Allergy extracts represent a large investment in an allergist’s office, both from a monetary and time standpoint (shipping and mixing).  We also have other temperature sensitive materials in our offices: vaccines and anti-IgE therapy - to name but a few -which are actually more sensitive to temperature fluctuations.  If any of these items are lost due to an extended power outage, it becomes devastating to a practice. 

Unfortunately, power outages are not uncommon but generally last for only short periods of time. Your refrigerator is an insulated “icebox” and if left closed will maintain an adequate temperature for your allergy extracts for at least a couple days. There are digital thermometers that allow you to monitor the temperature from the outside of the refrigerator.  During an outage you may need to remove the more sensitive materials to a more stable environment with electricity. Remember, you should be monitoring your refrigerators’ temperatures on a daily basis for safety, even when the power is on.
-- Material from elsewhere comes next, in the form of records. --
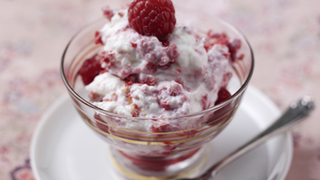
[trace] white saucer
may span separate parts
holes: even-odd
[[[210,145],[211,163],[267,127],[280,115],[260,91],[249,87],[235,119]],[[60,98],[41,118],[31,143],[36,180],[122,180],[111,167],[108,145],[85,125],[71,99]],[[215,180],[283,180],[292,158],[290,133],[279,135],[236,160]]]

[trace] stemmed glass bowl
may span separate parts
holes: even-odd
[[[128,179],[171,179],[188,176],[206,162],[209,142],[232,120],[253,73],[252,49],[244,37],[230,24],[197,11],[177,11],[177,23],[191,26],[200,33],[208,30],[226,33],[231,39],[239,39],[241,60],[233,64],[233,77],[227,88],[232,96],[206,110],[169,118],[179,124],[179,130],[149,132],[143,128],[154,119],[127,117],[114,114],[88,100],[88,92],[79,77],[82,63],[95,55],[101,46],[94,43],[94,34],[108,23],[101,18],[86,26],[69,42],[62,56],[61,76],[69,95],[83,121],[100,138],[109,143],[110,161],[119,174]],[[158,120],[161,121],[161,118]],[[240,127],[239,127],[240,128]],[[216,147],[219,148],[219,147]],[[90,156],[90,154],[88,154]]]

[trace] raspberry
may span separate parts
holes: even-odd
[[[171,0],[134,0],[128,10],[129,25],[138,33],[166,43],[176,24]]]
[[[83,84],[90,84],[102,70],[100,62],[96,60],[96,56],[85,60],[79,70],[79,75],[82,77]]]
[[[227,100],[229,97],[231,97],[230,92],[224,87],[220,88],[220,90],[218,92],[218,99],[217,99],[215,105]]]

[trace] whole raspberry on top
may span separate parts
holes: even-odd
[[[165,42],[176,24],[171,0],[134,0],[128,10],[131,28],[146,36]]]

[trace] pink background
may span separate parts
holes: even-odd
[[[101,6],[118,7],[122,1],[0,1],[1,180],[34,179],[32,133],[41,115],[66,92],[59,74],[62,52],[80,27],[101,16]],[[251,85],[282,111],[304,94],[320,104],[319,0],[173,0],[182,1],[231,22],[247,36],[256,59]],[[294,156],[286,180],[320,180],[319,117],[316,109],[293,130]]]

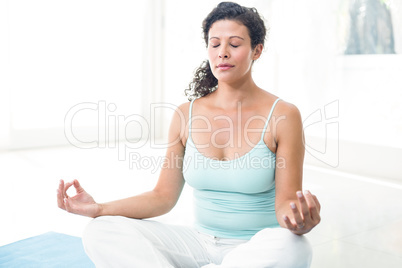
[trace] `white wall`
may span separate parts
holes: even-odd
[[[1,105],[8,113],[0,119],[0,146],[68,144],[65,117],[79,104],[97,105],[73,118],[77,140],[86,142],[105,136],[108,116],[142,114],[143,92],[152,90],[144,56],[153,53],[144,40],[152,40],[146,22],[154,2],[1,1],[0,68],[7,80],[0,99],[9,105]],[[100,102],[107,107],[102,118]]]
[[[119,116],[149,121],[151,104],[167,103],[148,125],[166,139],[172,107],[187,101],[183,91],[206,58],[201,22],[219,2],[1,1],[0,148],[68,144],[65,116],[85,102],[98,109],[75,118],[81,139],[119,139],[126,126],[142,137],[134,119],[117,127]],[[402,1],[388,2],[400,53]],[[346,0],[239,3],[270,26],[254,77],[301,110],[306,163],[400,178],[401,55],[341,55]],[[367,148],[383,164],[368,164]]]

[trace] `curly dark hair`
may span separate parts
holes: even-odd
[[[219,20],[233,20],[246,26],[250,35],[252,49],[258,44],[264,45],[267,29],[258,11],[255,8],[240,6],[233,2],[222,2],[202,22],[204,41],[207,47],[209,29],[212,24]],[[191,101],[213,92],[217,85],[218,80],[212,74],[209,61],[205,60],[196,69],[193,81],[189,84],[189,88],[184,90],[184,93],[188,100]]]

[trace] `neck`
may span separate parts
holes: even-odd
[[[214,105],[224,110],[238,108],[238,103],[248,106],[252,105],[253,97],[260,90],[252,79],[235,83],[220,83],[214,93]]]

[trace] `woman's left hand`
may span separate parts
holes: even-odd
[[[290,209],[292,215],[284,215],[283,221],[292,233],[302,235],[311,231],[321,221],[320,210],[321,205],[315,195],[309,191],[305,191],[304,194],[301,191],[296,193],[299,201],[299,207],[297,208],[294,202],[290,203]]]

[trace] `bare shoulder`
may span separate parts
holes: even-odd
[[[276,123],[278,142],[281,137],[303,135],[302,117],[296,105],[283,100],[279,101],[273,113],[273,119]]]
[[[273,111],[273,117],[286,117],[289,119],[301,118],[299,109],[293,103],[287,102],[270,92],[264,90],[261,90],[261,92],[262,94],[260,95],[259,103],[262,104],[261,107],[263,107],[263,109],[266,109],[266,103],[271,103],[273,105],[275,101],[279,100]]]
[[[183,102],[182,104],[177,106],[177,109],[179,109],[183,113],[185,113],[185,112],[188,113],[188,109],[190,108],[190,103],[191,103],[190,101]]]
[[[190,102],[185,102],[176,107],[169,128],[169,140],[180,140],[184,146],[187,140],[187,125],[189,118]]]
[[[180,117],[180,119],[184,119],[187,122],[189,109],[190,109],[190,102],[184,102],[179,106],[177,106],[175,116],[178,116]]]
[[[177,106],[176,115],[180,117],[181,124],[185,127],[188,124],[191,102],[184,102]]]
[[[286,119],[289,119],[290,121],[301,121],[301,114],[299,108],[297,108],[296,105],[290,102],[286,102],[284,100],[280,100],[274,111],[274,116],[279,117],[285,117]]]

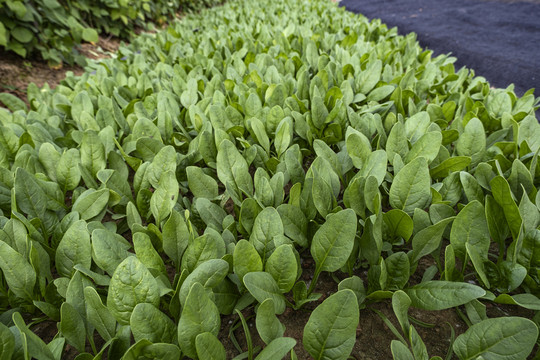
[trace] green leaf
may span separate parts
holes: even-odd
[[[128,256],[111,278],[107,308],[120,324],[128,325],[133,309],[140,303],[159,306],[159,286],[135,256]]]
[[[79,352],[83,352],[86,343],[86,331],[81,315],[71,304],[65,302],[60,308],[60,319],[59,329],[62,335],[65,336],[69,344]]]
[[[494,302],[498,304],[509,304],[509,305],[519,305],[521,307],[524,307],[525,309],[530,310],[540,310],[540,299],[533,295],[533,294],[516,294],[516,295],[508,295],[508,294],[501,294],[493,300]]]
[[[244,284],[259,303],[263,303],[266,299],[272,299],[275,314],[282,314],[285,311],[285,297],[269,273],[250,272],[244,276]]]
[[[189,290],[185,306],[178,323],[178,344],[182,352],[196,359],[197,335],[206,332],[217,336],[221,321],[216,305],[200,283],[195,283]]]
[[[431,202],[430,186],[427,160],[418,157],[394,177],[390,187],[390,205],[412,215],[414,209],[424,209]]]
[[[356,226],[356,214],[351,209],[328,216],[311,243],[311,256],[319,272],[333,272],[345,265],[354,246]]]
[[[263,270],[259,253],[250,242],[244,239],[239,240],[234,247],[233,264],[234,273],[242,284],[247,273]]]
[[[434,225],[420,230],[412,239],[412,262],[416,263],[421,257],[431,254],[439,248],[444,230],[454,220],[454,217],[446,218]]]
[[[84,288],[84,300],[86,303],[86,318],[106,341],[111,340],[116,333],[116,320],[109,309],[101,302],[101,297],[96,290],[87,286]]]
[[[99,35],[96,29],[85,28],[82,32],[82,38],[84,41],[97,43],[99,41]]]
[[[291,204],[281,204],[277,212],[281,217],[285,235],[301,247],[307,247],[308,221],[302,210]]]
[[[56,270],[61,276],[71,277],[77,264],[86,269],[92,265],[92,247],[86,221],[75,221],[67,229],[56,248]]]
[[[179,268],[182,255],[189,243],[189,230],[182,215],[176,210],[163,225],[163,251]]]
[[[351,290],[330,295],[313,310],[304,327],[303,345],[315,359],[346,360],[356,341],[360,317]]]
[[[83,192],[73,204],[73,211],[81,215],[82,220],[89,220],[98,216],[109,202],[109,190],[88,189]]]
[[[278,246],[268,258],[264,269],[276,280],[282,293],[289,292],[296,281],[298,269],[293,246],[289,244]]]
[[[265,344],[270,344],[270,342],[282,337],[285,333],[285,326],[276,317],[274,309],[272,298],[264,300],[257,308],[255,325],[259,336]]]
[[[281,337],[275,339],[257,355],[255,360],[283,359],[295,345],[296,340],[292,338]]]
[[[407,345],[403,344],[401,341],[392,340],[390,348],[394,360],[414,360],[411,350],[409,350]]]
[[[17,26],[11,30],[11,36],[19,42],[28,43],[34,38],[34,33],[25,27]]]
[[[235,194],[235,189],[249,196],[253,195],[253,182],[249,175],[248,164],[229,140],[223,140],[219,145],[217,175],[231,196]]]
[[[171,214],[174,204],[178,201],[178,192],[176,175],[172,171],[162,173],[157,190],[150,198],[150,210],[157,224],[161,224]]]
[[[4,26],[0,22],[0,45],[2,45],[2,29]],[[5,31],[5,30],[4,30]],[[0,102],[3,103],[9,110],[15,112],[18,110],[28,111],[24,101],[7,92],[0,93]]]
[[[152,304],[137,304],[129,325],[135,341],[146,339],[153,343],[173,343],[176,337],[176,325]]]
[[[29,357],[39,360],[56,360],[51,350],[49,350],[47,345],[45,345],[45,342],[43,342],[43,340],[41,340],[26,326],[19,312],[13,313],[12,319],[13,323],[19,330],[21,337],[26,339]]]
[[[15,337],[6,325],[0,323],[0,359],[11,359],[14,350]]]
[[[14,184],[19,209],[31,218],[43,218],[47,210],[47,195],[35,176],[23,168],[17,168]]]
[[[412,306],[424,310],[444,310],[468,303],[486,294],[482,288],[449,281],[426,281],[404,290]]]
[[[253,244],[263,264],[276,248],[275,240],[283,236],[283,223],[276,209],[267,207],[255,218],[249,242]]]
[[[456,143],[456,151],[460,156],[470,156],[471,166],[476,166],[486,149],[486,134],[482,121],[472,118],[465,125],[465,130]]]
[[[80,93],[79,95],[82,94],[83,93]],[[77,99],[78,98],[75,98],[73,100],[74,105],[72,108],[72,112],[75,109]],[[88,99],[85,101],[90,100]],[[90,102],[89,105],[85,106],[92,106],[92,103]],[[90,110],[93,112],[93,109]],[[86,168],[93,176],[96,176],[98,171],[105,169],[107,166],[105,146],[103,145],[99,136],[94,131],[84,132],[81,142],[80,154],[82,166]]]
[[[109,275],[127,258],[130,248],[131,245],[118,234],[104,229],[92,231],[92,259]]]
[[[215,199],[218,196],[218,184],[214,178],[206,175],[200,167],[186,168],[189,190],[197,198]]]
[[[80,163],[81,159],[77,149],[69,149],[60,156],[56,165],[56,177],[64,192],[73,190],[79,185],[81,181]]]
[[[212,289],[218,286],[229,272],[229,263],[221,259],[206,260],[193,270],[184,280],[180,287],[180,304],[186,302],[189,291],[193,284],[199,283],[205,289]]]
[[[502,207],[504,212],[504,217],[512,233],[512,237],[515,239],[518,238],[520,229],[521,229],[521,215],[519,213],[519,207],[512,197],[512,192],[510,191],[510,186],[505,178],[502,176],[494,177],[491,182],[491,192],[495,201]]]
[[[457,337],[453,349],[461,360],[518,360],[531,353],[537,337],[531,320],[507,316],[474,324]]]
[[[400,236],[408,241],[413,233],[413,221],[406,212],[392,209],[383,214],[385,231],[388,237]]]
[[[2,269],[9,289],[15,296],[27,301],[33,300],[36,271],[24,256],[1,240],[0,269]]]
[[[424,157],[430,164],[439,153],[441,147],[442,135],[438,131],[425,133],[414,143],[411,150],[405,156],[405,163],[409,163],[417,157]]]
[[[197,335],[195,338],[195,348],[199,359],[225,360],[227,358],[223,344],[218,340],[216,335],[209,332]]]

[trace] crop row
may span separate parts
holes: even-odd
[[[395,359],[429,359],[411,306],[461,307],[447,358],[525,359],[538,99],[454,60],[326,0],[232,0],[30,86],[30,109],[3,94],[0,358],[224,359],[233,314],[239,358],[347,359],[364,309],[391,299]],[[284,337],[285,310],[310,306]]]

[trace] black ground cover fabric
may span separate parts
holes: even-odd
[[[400,34],[416,32],[436,55],[452,53],[457,69],[474,69],[493,86],[515,84],[540,96],[540,1],[342,0],[368,18],[380,18]]]

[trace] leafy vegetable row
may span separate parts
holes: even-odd
[[[0,45],[22,57],[35,50],[44,60],[85,64],[76,47],[99,33],[124,39],[148,22],[163,24],[179,11],[200,10],[217,0],[0,0]]]
[[[31,109],[4,96],[0,354],[224,359],[235,314],[240,357],[294,359],[302,342],[347,359],[363,309],[391,299],[396,359],[429,358],[411,306],[463,306],[460,359],[525,358],[538,99],[454,60],[327,1],[238,0],[29,87]],[[339,280],[324,301],[323,272]],[[486,303],[536,315],[488,318]],[[314,306],[303,339],[284,337],[285,310]],[[58,335],[46,344],[31,317]]]

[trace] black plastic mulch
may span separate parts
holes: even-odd
[[[540,96],[540,1],[342,0],[341,6],[380,18],[400,34],[416,32],[435,55],[452,53],[456,70],[474,69],[491,85],[515,84]]]

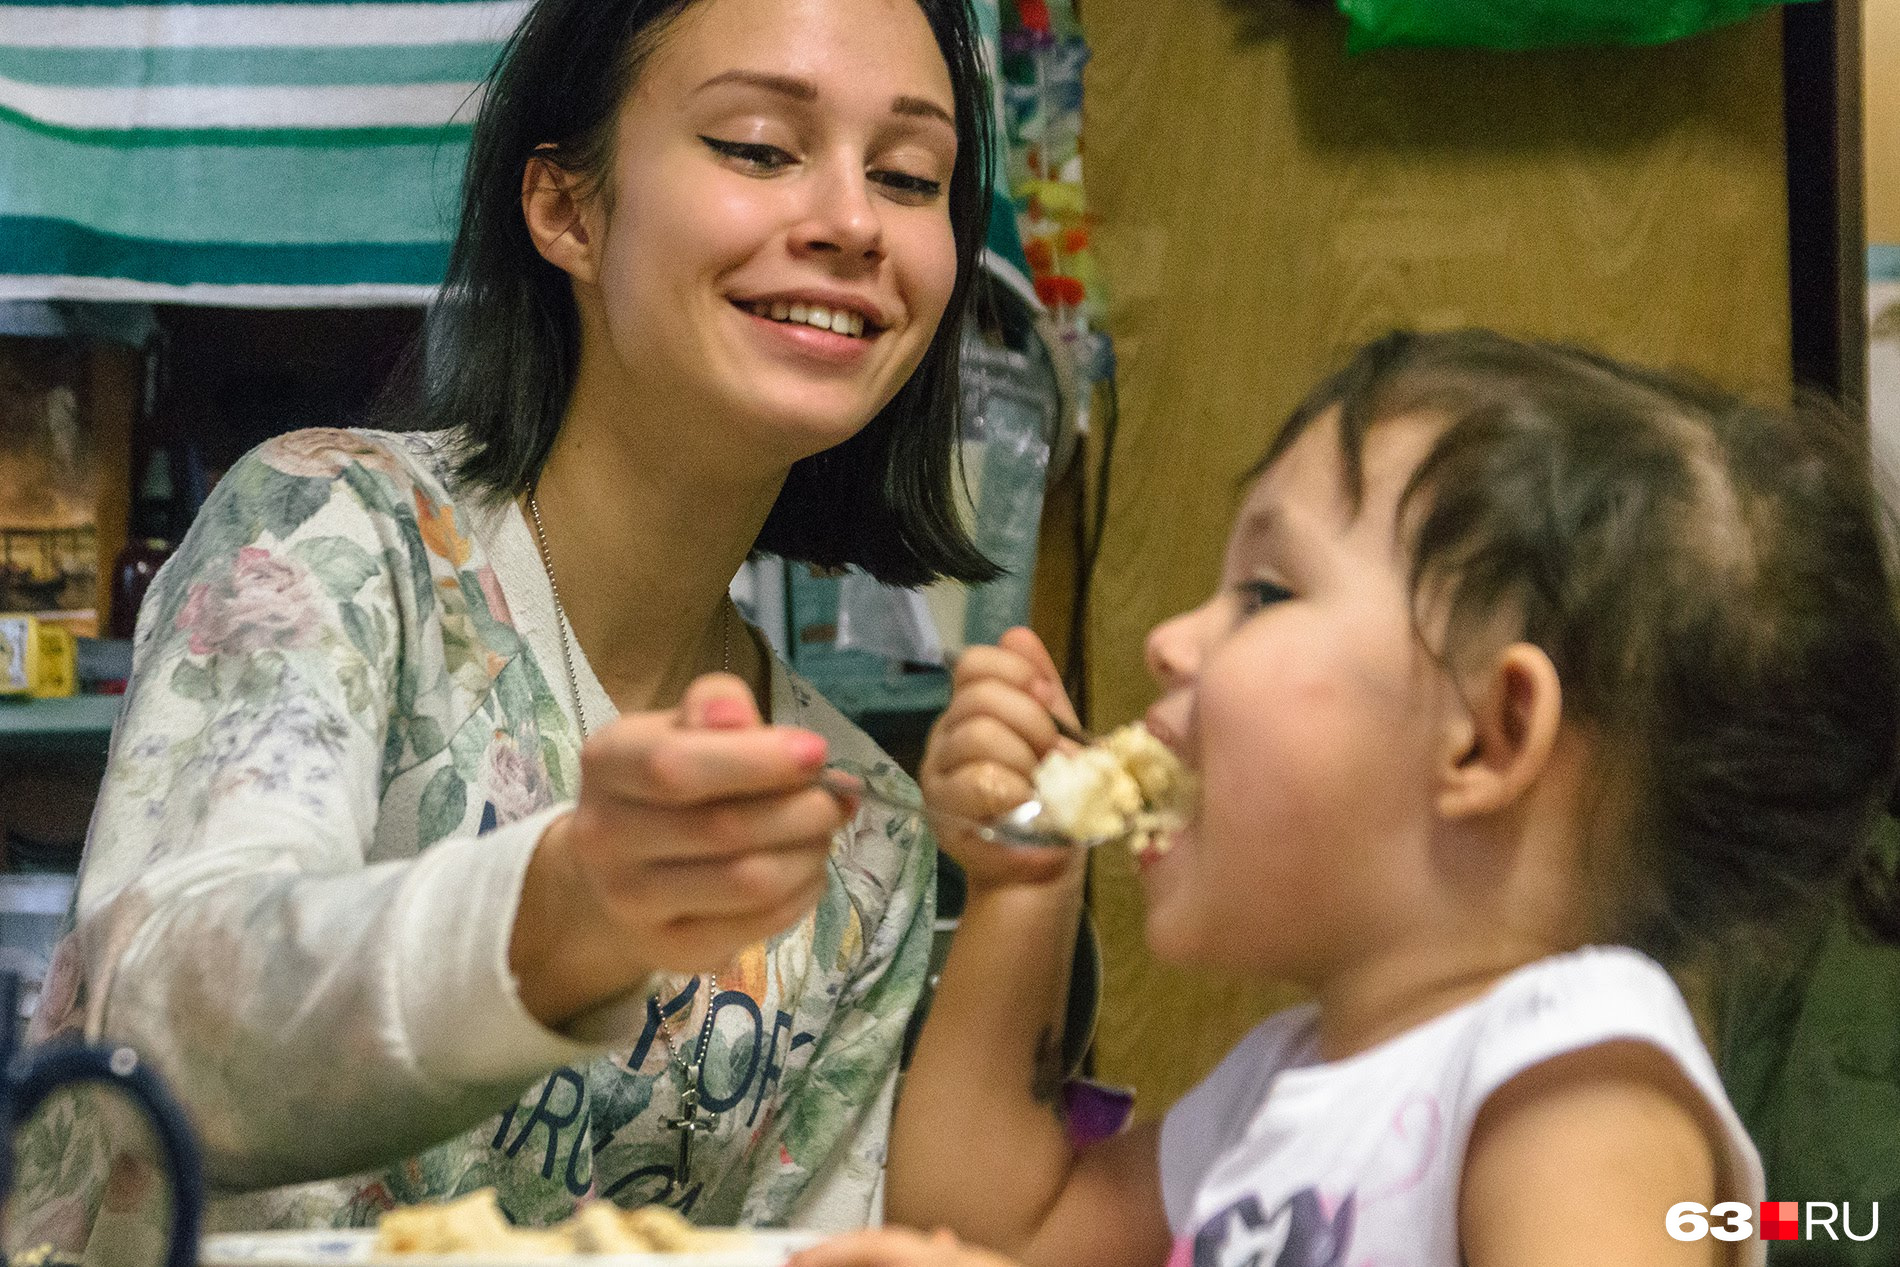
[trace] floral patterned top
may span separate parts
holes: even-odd
[[[529,529],[447,468],[431,435],[271,441],[219,482],[140,613],[32,1037],[83,1028],[159,1071],[201,1136],[212,1228],[359,1225],[485,1185],[544,1224],[590,1194],[666,1190],[666,1031],[697,1035],[709,1000],[656,979],[566,1032],[520,1002],[509,931],[580,734]],[[575,670],[587,715],[612,716]],[[874,785],[907,782],[782,664],[772,677],[775,720]],[[878,1217],[935,874],[915,818],[867,801],[818,908],[718,974],[717,1123],[670,1204],[702,1223]],[[50,1102],[19,1141],[13,1243],[156,1261],[164,1185],[139,1139],[116,1102]]]

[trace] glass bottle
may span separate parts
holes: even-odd
[[[177,523],[171,451],[154,449],[145,463],[138,498],[132,503],[131,531],[126,535],[125,548],[112,566],[111,637],[132,636],[146,588],[177,544]]]

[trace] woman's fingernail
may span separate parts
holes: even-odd
[[[792,759],[804,766],[823,765],[825,753],[830,750],[823,735],[815,735],[809,730],[793,733],[787,742],[791,745]]]

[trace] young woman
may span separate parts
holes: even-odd
[[[963,0],[543,0],[475,128],[421,416],[222,481],[141,614],[39,1031],[131,1044],[227,1195],[873,1217],[934,851],[774,663],[748,552],[993,569],[952,500],[987,116]],[[81,1097],[16,1239],[149,1235]]]

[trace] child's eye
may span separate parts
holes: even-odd
[[[1240,609],[1245,615],[1251,616],[1263,607],[1292,597],[1292,590],[1284,585],[1275,585],[1272,581],[1242,581],[1240,584]]]
[[[797,161],[776,145],[764,145],[757,141],[723,141],[716,136],[702,136],[699,139],[713,153],[732,159],[750,171],[776,172]]]
[[[907,202],[931,202],[943,192],[943,182],[940,180],[889,168],[872,172],[871,179]]]

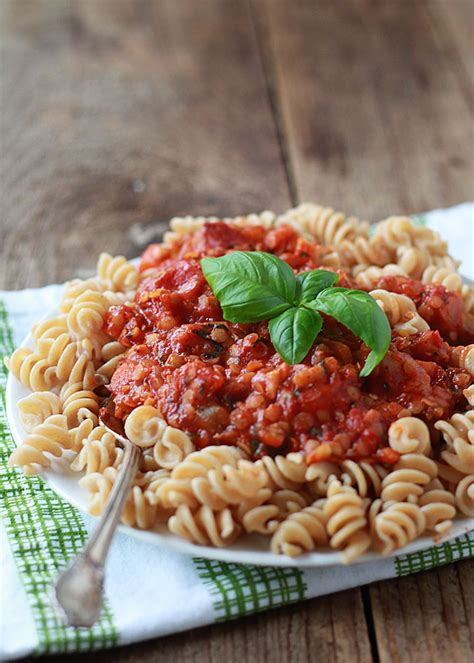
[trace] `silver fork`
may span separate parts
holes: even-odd
[[[113,424],[112,424],[113,421]],[[100,423],[123,444],[125,454],[99,524],[85,548],[58,576],[54,590],[69,626],[92,626],[100,616],[104,565],[120,515],[137,473],[141,449],[125,437],[118,420],[101,417]]]

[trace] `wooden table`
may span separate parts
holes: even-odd
[[[315,200],[377,220],[473,198],[472,0],[0,8],[1,287],[88,274],[101,250],[135,256],[174,215]],[[473,569],[94,660],[467,661]]]

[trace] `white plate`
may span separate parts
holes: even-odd
[[[52,317],[47,316],[47,317]],[[33,339],[29,334],[22,347],[34,347]],[[7,417],[10,429],[15,443],[19,445],[26,437],[26,433],[20,423],[20,417],[17,402],[31,393],[24,387],[12,373],[8,376],[6,389]],[[40,476],[60,497],[77,507],[80,511],[87,512],[88,496],[82,489],[78,480],[81,473],[73,472],[69,469],[67,455],[61,459],[54,459],[52,465],[41,471]],[[402,550],[396,551],[396,554],[413,553],[424,548],[429,548],[434,543],[443,543],[451,538],[465,534],[474,529],[474,518],[462,518],[455,521],[449,535],[437,536],[436,541],[430,536],[423,536],[406,546]],[[316,567],[316,566],[335,566],[342,564],[341,553],[330,549],[323,552],[306,553],[301,557],[288,558],[284,555],[274,555],[268,550],[269,538],[258,535],[245,535],[238,539],[236,543],[228,548],[211,548],[209,546],[198,546],[171,534],[166,525],[158,525],[156,530],[138,530],[126,525],[120,525],[120,530],[125,534],[133,536],[136,539],[153,543],[156,546],[174,548],[179,552],[196,557],[206,557],[208,559],[217,559],[224,562],[235,562],[238,564],[257,564],[260,566],[298,566],[298,567]],[[380,559],[376,553],[367,553],[360,557],[355,563],[367,562]]]

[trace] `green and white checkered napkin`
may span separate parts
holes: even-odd
[[[418,217],[440,230],[463,273],[474,278],[474,205]],[[61,286],[0,292],[0,356],[55,307]],[[0,368],[0,659],[31,653],[86,652],[252,614],[474,555],[474,532],[422,552],[347,568],[270,568],[191,558],[116,535],[107,565],[106,602],[93,628],[66,627],[51,601],[51,581],[84,545],[94,519],[45,486],[7,467],[14,446]]]

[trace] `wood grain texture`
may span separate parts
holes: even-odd
[[[0,8],[1,287],[136,255],[137,222],[288,207],[246,3]]]
[[[360,600],[352,591],[298,606],[94,654],[95,663],[346,663],[372,660]],[[87,654],[68,656],[71,663]],[[89,654],[90,657],[90,654]],[[38,660],[38,659],[35,659]],[[46,661],[46,659],[44,659]]]
[[[381,663],[467,663],[474,650],[474,563],[370,588]]]
[[[0,287],[83,273],[102,249],[136,255],[174,215],[315,199],[377,219],[473,196],[470,0],[2,0],[0,11]],[[472,569],[94,658],[464,661]]]
[[[473,197],[470,0],[255,6],[300,199],[377,220]]]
In the event of a catastrophic power failure you may be without power for several weeks. Create and implementing a disaster plan not just for power needs, but all immediate catastrophic events that could possibly occur.  Be sure your staff has good knowledge of these procedures.  If you have a small office, you may be able to take the extracts to your generator-powered home.  Another option is a small battery powered constant temperature back-up portable refrigeration unit or a dual fuel refrigerator (camping refrigerator).  Offices should consider becoming “generator ready.” In this scenario, the whole clinic could be wired to a generator switch box, so that business can proceed as normal by simply plugging in the generator and flipping the switch. Or, a more cost effective switch can be routed to just the circuits for the refrigerators and freezers. However, you must ask the electrician to do this specifically. 

If you practice in a large clinical setting associated with a hospital, assess the emergency policy for your clinic. You might be surprised to find that the hospital’s backup generator does not extend to your refrigerator. In that case you will need to work out a policy for moving the extract and vaccines to refrigerators that do have power. Never assume that someone else has taken care of this issue!  During Hurricane Ike, Dayton, Ohio University Clinics lost $150,000 worth of vaccines from just such an oversight. Since then, they have implemented a plan to cover this type of power outage.

The recent flooding and tornados in the Southeastern United States should bring everyone to some awareness of their potential power losses, hopefully before the loss strikes.